In particular, the registration only becomes effective once it has been entered into the register database in a manner that allows the declaration to appear when searching the register. Merely completing the registration exercise does not guarantee enforceability. The registration may be unenforceable if (i) there is an error in entering any of the Identification Information, which leads to an inability to retrieve the information in the registration when conducting a search of the register database or, (ii) any other information in the registration which reasonably misleads anyone conducting a search of the register database. Whilst the Mortgage Law and Regulations do not provide any guidance on what constitutes “reasonably misleads”, we believe that this will include instances where information used to conduct searches in the database, as identified in the Regulations (see below), has been entered incorrectly. Given that any errors in the application could render the registration ineffective, applicants would be well advised to seek professional advice when completing registrations.


Accessing information from the register database


A person can search the register database by entering the registration number or the Identification Information. A person may also print a search report containing information regarding the registration, including its time of creation, details of the parties on the registration, description of the secured assets, validity period and any other data requested by the registrar.


Security over intangibles


The Mortgage Law provided that the creation of a security interest, its enforcement and priority relating to intangible assets shall be subject to the law of domicile (as identified in the Regulations) of the security provider. The Regulations provide that domicile shall be determined by looking to the country in which the security provider’s workplace is located or the country in which its head office is located (if it has operations in more than one country). Caution should be exercised in determining the domicile of a security provider, particularly when dealing with overseas companies / branches, or UAE companies which only have overseas operations.

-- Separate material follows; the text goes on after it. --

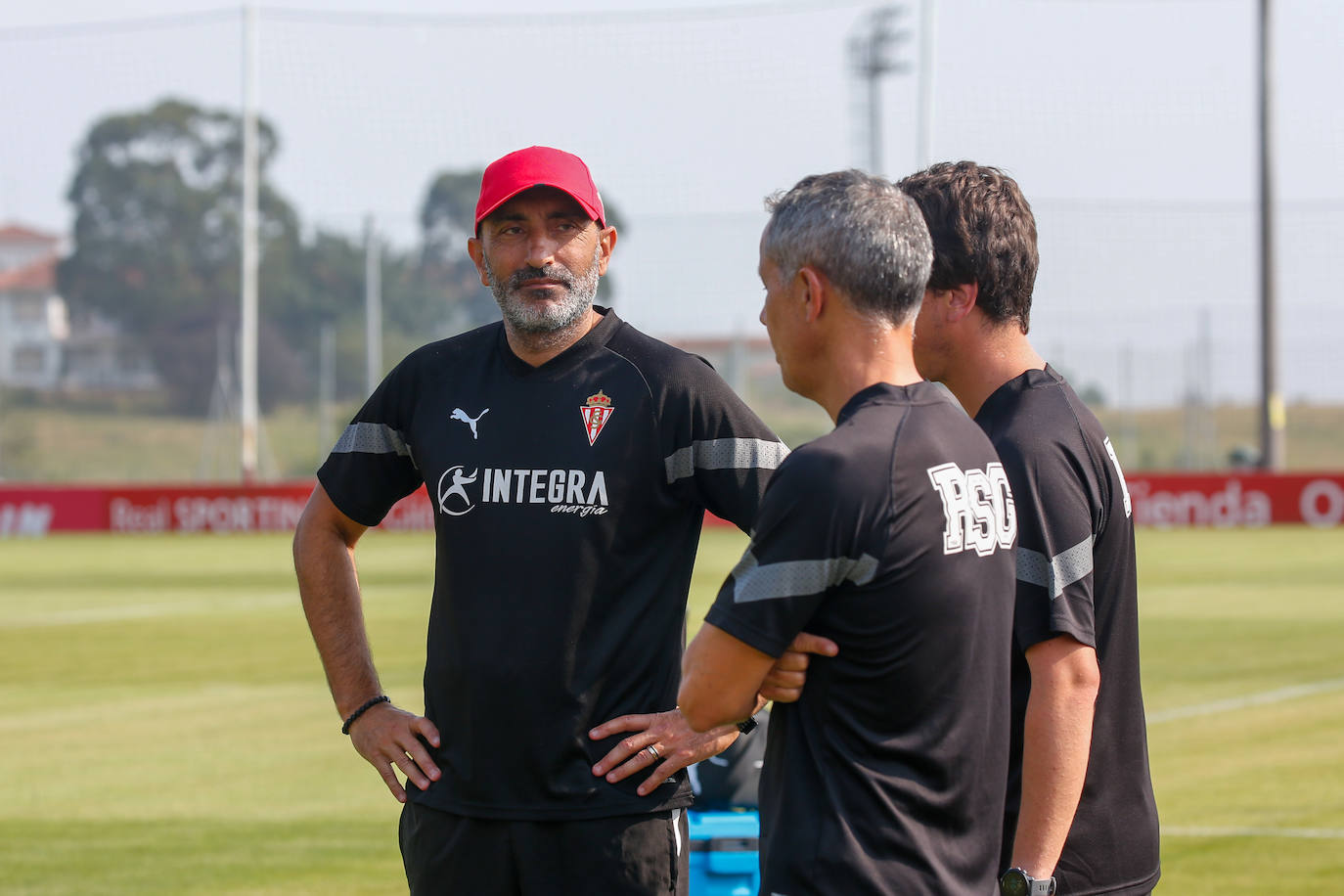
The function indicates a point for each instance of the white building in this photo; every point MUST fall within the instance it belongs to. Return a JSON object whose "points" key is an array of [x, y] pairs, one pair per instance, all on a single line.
{"points": [[34, 324]]}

Taking the secured assets without the Court’s assistance


A secured party may seize and dispose of secured assets, without the need to seek a specific court order, by sending a notice to exercise its right to seize and dispose of the assets to the security provider, the underlying obligor, other parties with a security interest in the relevant assets and other interested parties. The Regulations provide that such notice should also include details of the assets that will be seized and disposed, the method of execution, and the time and place of the disposal.

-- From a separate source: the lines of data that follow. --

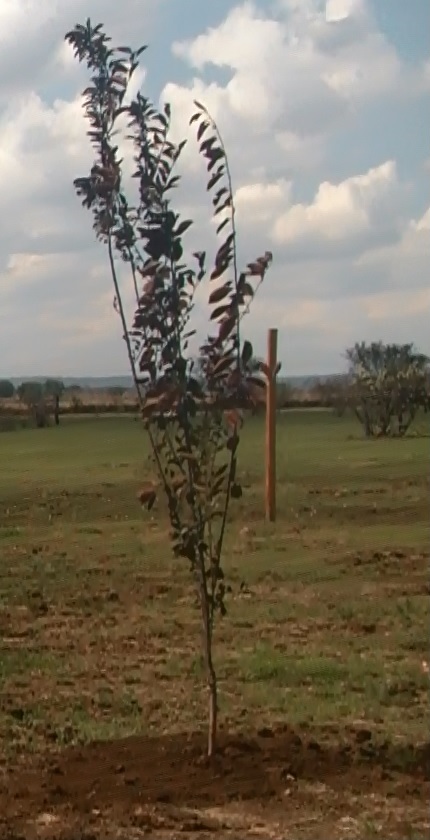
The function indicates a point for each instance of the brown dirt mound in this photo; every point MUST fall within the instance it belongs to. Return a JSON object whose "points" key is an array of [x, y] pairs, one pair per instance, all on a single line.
{"points": [[136, 771]]}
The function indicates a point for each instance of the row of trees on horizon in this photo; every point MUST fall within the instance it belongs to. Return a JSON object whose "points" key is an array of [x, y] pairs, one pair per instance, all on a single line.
{"points": [[385, 386]]}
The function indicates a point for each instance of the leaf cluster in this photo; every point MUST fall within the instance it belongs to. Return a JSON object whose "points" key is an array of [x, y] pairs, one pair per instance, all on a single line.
{"points": [[387, 385], [189, 405]]}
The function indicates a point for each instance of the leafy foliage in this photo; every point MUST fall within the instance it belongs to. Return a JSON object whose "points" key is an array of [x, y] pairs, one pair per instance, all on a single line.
{"points": [[190, 410], [387, 385]]}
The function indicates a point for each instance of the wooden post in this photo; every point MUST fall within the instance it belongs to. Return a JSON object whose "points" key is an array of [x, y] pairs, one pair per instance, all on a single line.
{"points": [[272, 350]]}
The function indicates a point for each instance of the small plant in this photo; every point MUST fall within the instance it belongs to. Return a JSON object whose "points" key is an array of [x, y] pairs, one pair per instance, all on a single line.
{"points": [[192, 408]]}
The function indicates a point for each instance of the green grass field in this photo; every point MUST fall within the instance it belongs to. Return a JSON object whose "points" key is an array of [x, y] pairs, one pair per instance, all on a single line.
{"points": [[99, 628]]}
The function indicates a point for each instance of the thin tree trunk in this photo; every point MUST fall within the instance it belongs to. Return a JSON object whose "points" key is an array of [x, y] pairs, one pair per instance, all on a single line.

The prospect of being able to take quick unilateral action to seize and enforce a security interest may seem appealing, particularly considering the time and effort required to secure a court order. However, this will entail the secured party assuming responsibility for disposing of the assets, settling its debts (less, any reasonable execution expenses) and those of other secured parties, in order of priority. Any one of these obligations could expose the secured party to potential legal action by the security provider, underlying obligor and other secured parties, e.g., claims that the assets were sold at an undervalue or the proceeds were not correctly distributed amongst other secured parties. In any event, exercising this option will require the co-operation of other parties (e.g., third parties with possession of the secured assets) failing which the secured party will have no option but to enforce through the courts.


In relation to secured bank account, if the secured party is also the account bank, then it can exercise its security interest over the secured account, without a court order. This can also be achieved under the customary set-off provisions in most account opening documents. In the case where the secured account is held with a third party bank the security provider, secured party, account bank can enter into a side agreement to establish control and management over the secured account, in favour of the secured party. We note that such provisions are already customary in most account pledge agreements, involving third party account banks.

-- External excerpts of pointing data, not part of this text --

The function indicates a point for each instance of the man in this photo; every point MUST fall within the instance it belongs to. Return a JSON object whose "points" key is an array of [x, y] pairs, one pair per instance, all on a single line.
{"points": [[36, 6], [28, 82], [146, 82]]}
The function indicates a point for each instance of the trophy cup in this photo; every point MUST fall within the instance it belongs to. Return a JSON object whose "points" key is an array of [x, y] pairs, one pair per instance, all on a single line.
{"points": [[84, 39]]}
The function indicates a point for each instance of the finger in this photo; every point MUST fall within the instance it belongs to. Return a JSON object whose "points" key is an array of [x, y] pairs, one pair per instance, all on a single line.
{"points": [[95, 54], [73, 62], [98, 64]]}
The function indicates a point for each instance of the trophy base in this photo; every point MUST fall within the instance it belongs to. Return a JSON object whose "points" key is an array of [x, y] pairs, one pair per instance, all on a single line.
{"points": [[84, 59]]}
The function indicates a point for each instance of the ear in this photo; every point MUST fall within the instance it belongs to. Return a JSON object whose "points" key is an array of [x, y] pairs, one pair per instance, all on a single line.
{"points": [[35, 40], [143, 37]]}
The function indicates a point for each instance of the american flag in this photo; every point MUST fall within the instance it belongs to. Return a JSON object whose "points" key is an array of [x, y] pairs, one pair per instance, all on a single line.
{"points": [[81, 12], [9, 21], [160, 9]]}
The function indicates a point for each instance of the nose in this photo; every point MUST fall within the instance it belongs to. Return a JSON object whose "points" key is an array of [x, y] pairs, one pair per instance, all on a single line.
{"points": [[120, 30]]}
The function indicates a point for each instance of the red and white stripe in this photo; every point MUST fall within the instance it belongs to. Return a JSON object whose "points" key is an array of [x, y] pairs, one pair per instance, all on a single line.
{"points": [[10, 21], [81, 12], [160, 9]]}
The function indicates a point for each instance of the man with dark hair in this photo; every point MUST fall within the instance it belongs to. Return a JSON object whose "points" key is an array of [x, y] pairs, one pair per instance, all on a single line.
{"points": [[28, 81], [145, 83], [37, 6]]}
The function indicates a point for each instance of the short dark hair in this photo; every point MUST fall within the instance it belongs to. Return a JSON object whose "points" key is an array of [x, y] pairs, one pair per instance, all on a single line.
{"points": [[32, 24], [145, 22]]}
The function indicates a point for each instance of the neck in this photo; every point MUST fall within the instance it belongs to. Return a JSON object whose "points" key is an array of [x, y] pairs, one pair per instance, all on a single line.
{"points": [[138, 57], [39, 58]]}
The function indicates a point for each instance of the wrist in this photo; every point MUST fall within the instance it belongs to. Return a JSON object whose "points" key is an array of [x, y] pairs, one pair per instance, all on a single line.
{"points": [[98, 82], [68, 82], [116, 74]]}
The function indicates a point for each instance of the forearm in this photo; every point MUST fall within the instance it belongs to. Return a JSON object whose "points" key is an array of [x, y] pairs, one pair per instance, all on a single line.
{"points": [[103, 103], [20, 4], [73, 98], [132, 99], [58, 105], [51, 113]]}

Existing security under the Old Mortgage Law


The Mortgage Law repealed the Old Mortgage Law in its entirety. Furthermore, all circulars, resolutions and regulations relating to the Old Mortgage remain valid (to the extent they are consistent with the Mortgage Law), until replaced by the Regulations and new resolutions and circulars. Consequently, it was not clear how a secured party, with a registration on the existing register, would exercise its rights to request the courts to seize and dispose of secured assets, when the very law providing such rights had been repealed.


The Regulations have confirmed that any existing registration under the Old Mortgage Law, shall remain effective against third parties, until it is terminated in accordance with the provisions of the Mortgage Law. Whilst this implies that any existing registrations will be effective against third parties it does not address enforcement against the security provider (e.g., how would the security party enforce its right to seize and dispose of secured assets that are in the possession of the security provider?). There is also little to no guidance on how to enforce an existing registration, under the Old Mortgage Law, before the courts (e.g., would you use the enforcement procedure under the Old Mortgage Law or the Mortgage Law?). The situation is further complicated by the fact that the Old Mortgage Law was, itself, in its infancy and remined largely untested before the local courts.


In light of the above and given the relatively modest fees for registering existing security interest(s) in the new register (i.e., AED 50 per registration), secured parties would be urged to register all eligible existing security interests in the new register.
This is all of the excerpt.